Most have occurred in Afghanistan, but others have taken place in countries with no ground war, including Yemen, where al-Awlaki and two other Americans died in 2011.
Critics say the government oversteps the legal boundaries of the Constitution and international law, particularly by making decisions on targeted killings in secret without going before any court.
“The result is that the public remains in the dark about how exactly U.S. policy governing targeted killings is operating, under which legal authorities, and who exactly are its victims,” said a letter to Obama in December from nine rights groups.
Hina Shamsi, who directs the ACLU’s National Security Project, told CNN that the Obama administration was “fighting hard” to prevent a judicial review of the strikes that killed al-Awlaki and the other Americans, including the terrorist’s 16-year-old son.
Until allegations in classified documents can be assessed in court, she said, the question of whether they amount to real evidence remains unanswered.
Shamsi called the U.S. actions “one of the most extreme and dangerous forms of authority that the executive branch can claim — the power to kill people based on vague and shifting legal standards, secret evidence and no judicial review even after the fact.”
In 2010, a federal judge in Washington noted the government would need permission from a federal court to wiretap al-Awlaki, but that no such court process existed in order to kill him.
Rejecting an effort by al-Awlaki’s father to block his son’s possible extrajudicial killing, U.S. District Judge John Bates called it “somewhat unsettling” that a president could — for national security reasons — make a unilateral decision to kill a U.S. citizen overseas and the decision would be “judicially unreviewable.”
Critics: Obama’s anti-terrorism strategy confusing
Obama has insisted his responsibility as commander in chief to protect Americans from attack justified targeted killings such as the drone strike on al-Awlaki.
In a May speech, he rejected targeting an American citizen without what he called due process, meaning adherence to full legal procedures.

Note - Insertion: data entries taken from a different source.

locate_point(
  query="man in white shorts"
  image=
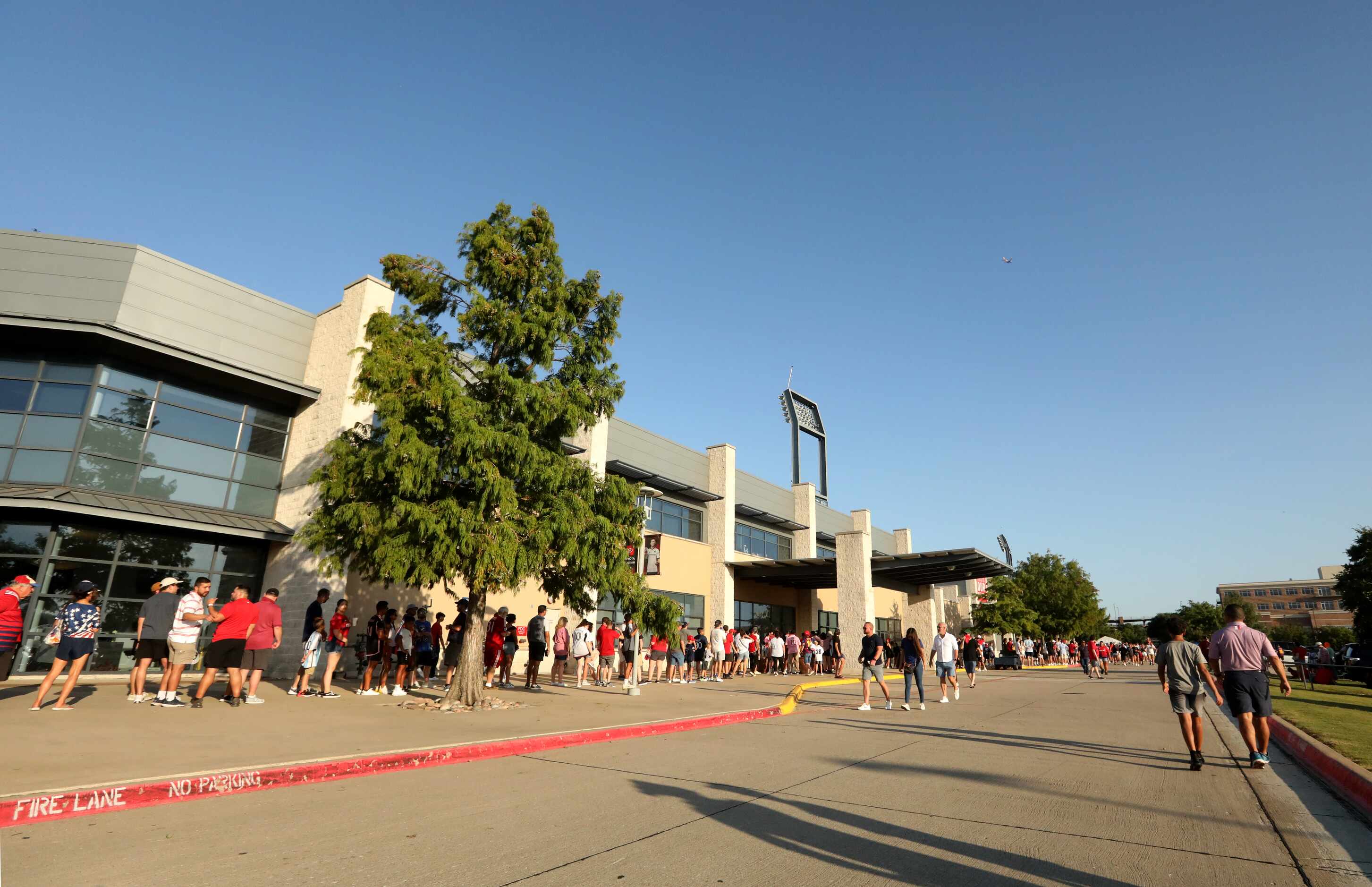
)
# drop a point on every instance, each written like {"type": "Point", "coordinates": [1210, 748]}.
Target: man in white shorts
{"type": "Point", "coordinates": [717, 653]}
{"type": "Point", "coordinates": [943, 656]}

Then he explained the reasoning for the 2011 hit on al-Awlaki before the expanded policy guidelines he was announcing.
“When a U.S. citizen goes abroad to wage war against America and is actively plotting to kill U.S. citizens, and when neither the United States nor our partners are in a position to capture him before he carries out a plot, his citizenship should no more serve as a shield than a sniper shooting down on an innocent crowd should be protected from a SWAT team,” Obama said.
“I would have detained and prosecuted Awlaki if we captured him before he carried out a plot, but we couldn’t,” Obama continued. “And as President, I would have been derelict in my duty had I not authorized the strike that took him out.”

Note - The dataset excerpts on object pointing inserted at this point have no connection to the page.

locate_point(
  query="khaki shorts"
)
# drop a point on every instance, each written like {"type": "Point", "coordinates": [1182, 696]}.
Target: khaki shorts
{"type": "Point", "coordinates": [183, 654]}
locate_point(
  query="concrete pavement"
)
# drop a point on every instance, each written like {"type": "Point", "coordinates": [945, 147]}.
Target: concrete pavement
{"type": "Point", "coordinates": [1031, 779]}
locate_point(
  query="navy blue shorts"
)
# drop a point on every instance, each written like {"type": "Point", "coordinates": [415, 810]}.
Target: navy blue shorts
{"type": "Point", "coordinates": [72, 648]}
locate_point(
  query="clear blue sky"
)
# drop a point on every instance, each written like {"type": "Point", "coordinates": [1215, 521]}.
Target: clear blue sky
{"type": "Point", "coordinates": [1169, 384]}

Critics, including congressional Republicans, argue the President’s anti-terrorism strategy, which in many ways extended programs and practices started under the Bush administration, have failed to curtail al Qaeda.
Asked last week at a congressional hearing if al Qaeda was stronger or weaker than before the 9/11 attacks, Director of National Intelligence James Clapper conceded the terrorist network was more widespread.

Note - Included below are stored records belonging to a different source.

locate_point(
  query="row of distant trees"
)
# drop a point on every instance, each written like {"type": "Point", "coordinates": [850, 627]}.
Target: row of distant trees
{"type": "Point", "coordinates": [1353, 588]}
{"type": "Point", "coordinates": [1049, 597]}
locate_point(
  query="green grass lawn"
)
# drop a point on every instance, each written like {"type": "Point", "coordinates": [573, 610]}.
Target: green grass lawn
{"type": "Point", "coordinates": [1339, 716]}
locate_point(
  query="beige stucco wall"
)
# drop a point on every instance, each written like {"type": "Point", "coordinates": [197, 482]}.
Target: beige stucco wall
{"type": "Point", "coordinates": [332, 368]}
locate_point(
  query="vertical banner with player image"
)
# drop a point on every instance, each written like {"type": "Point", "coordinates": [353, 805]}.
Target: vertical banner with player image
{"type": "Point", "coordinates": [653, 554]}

At the same hearing, House Intelligence Committee Chairman Mike Rogers argued that tighter restrictions on targeted killings announced last year had weakened the government’s fight against terrorism.
“Today, individuals who would have been previously removed from the battlefield by U.S. counterterrorism operations for attacking or plotting to attack against U.S. interests remain free because of self-imposed red tape,” the Michigan Republican said, adding that Obama’s “May 2013 policy changes for the U.S. targeted strikes are an utter and complete failure, and they leave Americans’ lives at risk.”
Rogers complained the problem involved confusion over U.S. policies.
The ACLU’s Shamsi accused the administration of failing to adhere to the policies of increased oversight and observance of due process.